Si le cyprès est qualifié d’arbre de vie, c’est en raison de sa pérennité et de son évident caractère semper virens. Cette persistance, cette durabilité à vouloir se montrer toujours vert, s’accompagne de l’imputrescibilité de son bois dont la résine le rend inattaquable par la vermine, ce qui explique que les Égyptiens, horrifiés par le ver, aient taillé des sarcophages dans du bois de cyprès, de même que les cercueils des dignitaires de bien des sociétés antiques (et jusqu’aux cercueils des papes : une longue tradition justifie l’emploi du bois de cyprès : Jean-Paul II n’y a pas dérogé lors de son décès survenu en 2005). Précisons que « comme tous les arbres phalliques, le cyprès est, tout à la fois, un symbole de génération, de la mort et de l’âme immortelle ».
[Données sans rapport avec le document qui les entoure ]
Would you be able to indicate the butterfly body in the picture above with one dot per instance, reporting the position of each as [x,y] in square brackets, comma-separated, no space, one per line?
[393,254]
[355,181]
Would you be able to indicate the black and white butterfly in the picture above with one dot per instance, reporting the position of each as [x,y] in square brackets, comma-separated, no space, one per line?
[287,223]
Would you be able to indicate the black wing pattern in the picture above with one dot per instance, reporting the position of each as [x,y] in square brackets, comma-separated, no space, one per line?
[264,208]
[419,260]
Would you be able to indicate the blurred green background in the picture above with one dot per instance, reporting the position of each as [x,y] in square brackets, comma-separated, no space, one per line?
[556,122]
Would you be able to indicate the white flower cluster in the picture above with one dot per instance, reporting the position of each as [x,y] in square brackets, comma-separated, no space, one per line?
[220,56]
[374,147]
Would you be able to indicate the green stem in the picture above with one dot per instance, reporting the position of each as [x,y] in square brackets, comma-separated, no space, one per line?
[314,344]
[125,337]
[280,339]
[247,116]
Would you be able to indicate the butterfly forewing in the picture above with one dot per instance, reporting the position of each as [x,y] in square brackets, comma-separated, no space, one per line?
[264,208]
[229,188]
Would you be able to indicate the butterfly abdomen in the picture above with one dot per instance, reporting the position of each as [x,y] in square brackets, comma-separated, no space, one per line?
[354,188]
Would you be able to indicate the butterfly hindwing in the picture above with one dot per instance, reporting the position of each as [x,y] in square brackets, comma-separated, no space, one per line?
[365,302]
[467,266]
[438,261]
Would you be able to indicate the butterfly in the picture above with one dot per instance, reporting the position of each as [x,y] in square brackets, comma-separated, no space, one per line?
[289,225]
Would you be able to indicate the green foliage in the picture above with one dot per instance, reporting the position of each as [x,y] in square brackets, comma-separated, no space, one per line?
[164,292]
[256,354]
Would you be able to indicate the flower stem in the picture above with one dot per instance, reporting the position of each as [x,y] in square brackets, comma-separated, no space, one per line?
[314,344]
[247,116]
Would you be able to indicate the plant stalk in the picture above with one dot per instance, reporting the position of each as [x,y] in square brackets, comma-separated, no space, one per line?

Ce phallisme est indissociable des aspects symboliques que nous avons abordés jusqu’à présent : à Rome, ainsi qu’en Grèce et en Turquie, l’on plantait un cyprès à la naissance d’une fille, présageant par-là sa future dot, autre manière allégorique de lui souhaiter un mari. A son départ de la maison de ses parents, le cyprès était coupé. Peut-être propitiatoire, le cyprès est avant tout une figuration végétale du jeune homme, c’est plus précisément l’amoureux : alors que l’amoureuse est représentée par une rose en Orient, un narcisse en Crète, un arbre à sucre (un érable) en Russie, dans toutes ces régions son équivalent masculin est un cyprès, masculinité que l’on retrouve dans la flèche d’Éros et le sceptre de Zeus, qui étaient tout deux façonnés dans du bois de cyprès.

Il importe de relativiser et de ne pas faire parler les légendes et les croyances à tort et à travers. Par exemple, « en Sicile […], le jour des Morts, les enfants […] détachent aussi des branches de cyprès et de romarin, et rentrent joyeusement avec elles dans les maisons. Cette joie ne peut signifier autre chose que la vie bienheureuse des trépassés ». Planter un cyprès à la naissance d’une fille comme dot (on a fait de même du peuplier en Italie) ou à l’abord d’une maison procède de multiples intentions : assurer protection, adresser des souhaits de bienvenue, mais aussi fournir, quand le moment sera venu, le bois suffisant pour remplacer la poutre maîtresse de la maison quand l’ancienne viendra à rendre grâce. N’est-ce point pareil dans les cimetières ?

Outre que le cyprès offre son pouvoir protecteur aux défunts dans l’au-delà, l’on taille aussi dans son bois les quatre planches clouées entre elles pour former un cercueil. De ces arbres droits comme des i, l’on passe à la poutre et aux planches bien horizontales, l’homme transitant d’une position debout à la suivante, couchée : cela dessine un cycle perpétuel, celui de la naissance et de l’ensevelissement, celui de la création sans laquelle il n’existe pas de destruction.

Protecteur, le cyprès était sculpté par les Romains qui plaçaient des statues à l’effigie de Priape tout autour de leurs champs et de leurs jardins. De cette manière, le cyprès écartait les indésirables. Il joue le même rôle tout autour des cimetières, le Cupresso protège des âmes errantes, des feux follets et des démons, comme le rapporte Hildegarde de Bingen, dans son Physica : « Si quelqu’un est envoûté par le diable ou par la magie, prends de ce bois qui est au centre de cet arbre, creuse-le avec une tarière et recueille dans un vase de terre l’eau d’une source vive, en la faisant passer par ce trou du bois […]. Que cette eau lui soit donnée à boire, quand il est à jeun, neuf jours de suite, parce qu’il est tourmenté ou envoûté par le diable, par des fantômes ou par la magie, et il ira mieux ». Le bois de cyprès était donc considéré comme un talisman contre les entités démoniaques, puisque « le diable fuit avec dédain tout ce qui est vertueux, parce qu’il n’a lui même aucune vertu ».